The performance is very low when running multi-node job with at least one server which is equipped with ConnectX-6 adapter.
It is worth to mention we are relying on RHEL 7.9 image, Lenovo servers SR630V1, Mellanox SR6036 switch and only Intel processors like:
Intel(R) Xeon(R) Gold 6226R CPU @ 2.90GHz
Intel(R) Xeon(R) Gold 6142 CPU @ 2.60GHz
We have tried many different drivers like:
with no improvement.
it is even more weird that when I replace the ConnectX-6 adapter with old ConnectX-3 and changing drivers to 4.6 or 4.9 node immediately beringed immediately very good performance.

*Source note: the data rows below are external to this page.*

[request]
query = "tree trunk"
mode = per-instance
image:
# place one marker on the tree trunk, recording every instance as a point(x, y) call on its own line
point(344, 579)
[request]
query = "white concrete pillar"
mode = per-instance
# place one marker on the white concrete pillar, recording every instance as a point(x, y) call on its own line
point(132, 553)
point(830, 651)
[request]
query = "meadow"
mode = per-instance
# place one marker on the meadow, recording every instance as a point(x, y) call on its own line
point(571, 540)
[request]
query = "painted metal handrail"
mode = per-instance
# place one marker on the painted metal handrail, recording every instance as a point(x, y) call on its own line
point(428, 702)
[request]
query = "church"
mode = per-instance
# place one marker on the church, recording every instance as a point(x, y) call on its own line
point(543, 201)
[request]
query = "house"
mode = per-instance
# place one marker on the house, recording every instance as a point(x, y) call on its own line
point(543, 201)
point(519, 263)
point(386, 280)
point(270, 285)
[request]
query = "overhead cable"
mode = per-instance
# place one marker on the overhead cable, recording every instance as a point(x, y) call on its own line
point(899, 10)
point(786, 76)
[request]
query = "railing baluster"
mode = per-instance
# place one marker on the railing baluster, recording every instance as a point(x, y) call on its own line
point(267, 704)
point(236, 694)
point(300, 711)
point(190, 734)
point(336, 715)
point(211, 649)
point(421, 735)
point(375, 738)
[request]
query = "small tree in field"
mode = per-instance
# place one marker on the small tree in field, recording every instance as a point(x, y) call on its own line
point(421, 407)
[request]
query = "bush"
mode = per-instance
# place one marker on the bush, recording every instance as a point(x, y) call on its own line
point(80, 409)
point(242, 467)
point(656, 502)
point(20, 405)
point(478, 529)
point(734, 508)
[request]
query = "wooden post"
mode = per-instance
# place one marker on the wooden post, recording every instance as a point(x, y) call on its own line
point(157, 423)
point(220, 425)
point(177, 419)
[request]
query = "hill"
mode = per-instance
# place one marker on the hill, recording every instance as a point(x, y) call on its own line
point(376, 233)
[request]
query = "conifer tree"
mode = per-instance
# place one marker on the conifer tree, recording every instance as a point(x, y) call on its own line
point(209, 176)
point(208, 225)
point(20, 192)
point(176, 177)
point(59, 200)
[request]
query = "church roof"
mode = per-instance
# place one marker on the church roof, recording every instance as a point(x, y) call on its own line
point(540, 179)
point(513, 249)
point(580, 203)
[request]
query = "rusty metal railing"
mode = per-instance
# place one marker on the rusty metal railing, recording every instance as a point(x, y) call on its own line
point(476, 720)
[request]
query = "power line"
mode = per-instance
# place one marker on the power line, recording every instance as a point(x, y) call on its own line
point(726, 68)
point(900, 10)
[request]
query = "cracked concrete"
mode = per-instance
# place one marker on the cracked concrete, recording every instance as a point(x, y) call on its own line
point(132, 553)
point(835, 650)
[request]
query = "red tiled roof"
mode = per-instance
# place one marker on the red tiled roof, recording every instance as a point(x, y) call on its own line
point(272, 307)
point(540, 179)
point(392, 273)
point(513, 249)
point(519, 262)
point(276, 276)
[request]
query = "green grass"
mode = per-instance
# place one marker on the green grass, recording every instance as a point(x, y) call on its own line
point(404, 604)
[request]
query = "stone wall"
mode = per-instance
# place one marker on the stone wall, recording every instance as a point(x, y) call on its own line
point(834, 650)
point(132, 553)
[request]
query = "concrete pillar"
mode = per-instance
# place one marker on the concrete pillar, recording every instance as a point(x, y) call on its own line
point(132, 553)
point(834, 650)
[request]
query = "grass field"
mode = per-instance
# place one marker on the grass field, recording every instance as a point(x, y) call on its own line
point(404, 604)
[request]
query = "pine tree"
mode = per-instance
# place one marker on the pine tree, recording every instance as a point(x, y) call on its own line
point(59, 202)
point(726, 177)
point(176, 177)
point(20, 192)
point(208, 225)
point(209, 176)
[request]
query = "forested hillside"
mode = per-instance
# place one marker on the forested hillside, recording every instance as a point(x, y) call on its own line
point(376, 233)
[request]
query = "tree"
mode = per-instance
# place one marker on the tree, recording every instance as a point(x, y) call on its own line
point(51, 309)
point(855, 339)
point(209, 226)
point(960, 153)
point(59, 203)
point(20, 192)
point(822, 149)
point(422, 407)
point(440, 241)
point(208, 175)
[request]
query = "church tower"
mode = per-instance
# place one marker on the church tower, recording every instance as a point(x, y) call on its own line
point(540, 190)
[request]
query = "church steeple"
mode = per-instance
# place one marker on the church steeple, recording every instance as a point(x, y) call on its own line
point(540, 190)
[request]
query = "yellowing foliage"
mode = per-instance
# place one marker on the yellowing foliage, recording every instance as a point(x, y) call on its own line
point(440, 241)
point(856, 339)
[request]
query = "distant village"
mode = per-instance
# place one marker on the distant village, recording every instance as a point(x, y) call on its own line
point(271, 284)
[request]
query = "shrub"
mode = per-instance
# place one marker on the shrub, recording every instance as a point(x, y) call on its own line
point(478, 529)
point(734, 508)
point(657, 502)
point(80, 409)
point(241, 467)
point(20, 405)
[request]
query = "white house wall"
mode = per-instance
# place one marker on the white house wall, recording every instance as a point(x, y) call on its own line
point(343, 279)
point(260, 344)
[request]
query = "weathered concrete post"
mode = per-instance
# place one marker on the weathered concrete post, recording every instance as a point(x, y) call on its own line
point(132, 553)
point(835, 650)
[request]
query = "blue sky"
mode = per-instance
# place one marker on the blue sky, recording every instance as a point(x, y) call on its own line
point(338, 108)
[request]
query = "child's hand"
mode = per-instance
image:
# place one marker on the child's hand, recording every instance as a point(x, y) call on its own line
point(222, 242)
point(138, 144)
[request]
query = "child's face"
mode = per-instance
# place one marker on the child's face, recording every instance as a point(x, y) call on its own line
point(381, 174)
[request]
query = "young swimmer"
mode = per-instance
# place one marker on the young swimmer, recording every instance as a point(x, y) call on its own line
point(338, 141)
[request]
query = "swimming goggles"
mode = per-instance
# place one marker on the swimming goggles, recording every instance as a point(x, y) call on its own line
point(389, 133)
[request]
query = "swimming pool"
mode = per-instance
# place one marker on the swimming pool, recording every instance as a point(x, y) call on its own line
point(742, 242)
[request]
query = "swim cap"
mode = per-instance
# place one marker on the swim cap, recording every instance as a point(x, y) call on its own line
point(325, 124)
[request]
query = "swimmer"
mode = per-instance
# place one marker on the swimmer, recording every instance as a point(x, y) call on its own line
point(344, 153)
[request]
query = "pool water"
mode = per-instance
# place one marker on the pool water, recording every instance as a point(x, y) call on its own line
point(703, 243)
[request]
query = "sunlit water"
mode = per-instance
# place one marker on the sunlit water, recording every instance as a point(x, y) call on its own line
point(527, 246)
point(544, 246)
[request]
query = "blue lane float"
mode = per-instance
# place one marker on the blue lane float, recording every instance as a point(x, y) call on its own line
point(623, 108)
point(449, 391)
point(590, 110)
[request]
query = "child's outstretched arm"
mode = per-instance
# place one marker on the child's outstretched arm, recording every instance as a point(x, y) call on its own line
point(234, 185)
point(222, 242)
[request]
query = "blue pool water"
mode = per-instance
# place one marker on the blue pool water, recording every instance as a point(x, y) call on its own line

Additionally, tests were done on LSdyna, Radioss solvers with IntelMPI, PlatformMPI, openMPI.
Is there any similar issue already identified, or maybe even resolved?
Comparing CX3 with 4.x driver with CX6 5.x & 23.x is not a good comparison reference.
As a starting point, install our latest MLNX_OFED 23.10 and make sure the FW is aligned with a supported FW.
(All participating nodes will need to be aligned).
Validate that the BIOS & OS has been tuned based on basic tuning deployment (if you search on performance within our community, several articles are available).
Confirm that you can reach rate line using our RDMA tool(s) embedded in our driver (IE: ib_write/read/send_bw).
If rate line is reached, use our MLNX_OFED OpenMPI OSU benchmarks to evaluate the performance ( Benchmarks location: /usr/mpi/gcc/openmpi-xxxxx/tests/osu-micro-benchmarks-xx).
At last, you have the option to open a support case should you have a contract in place with Nvidia and we will gladly assist you further.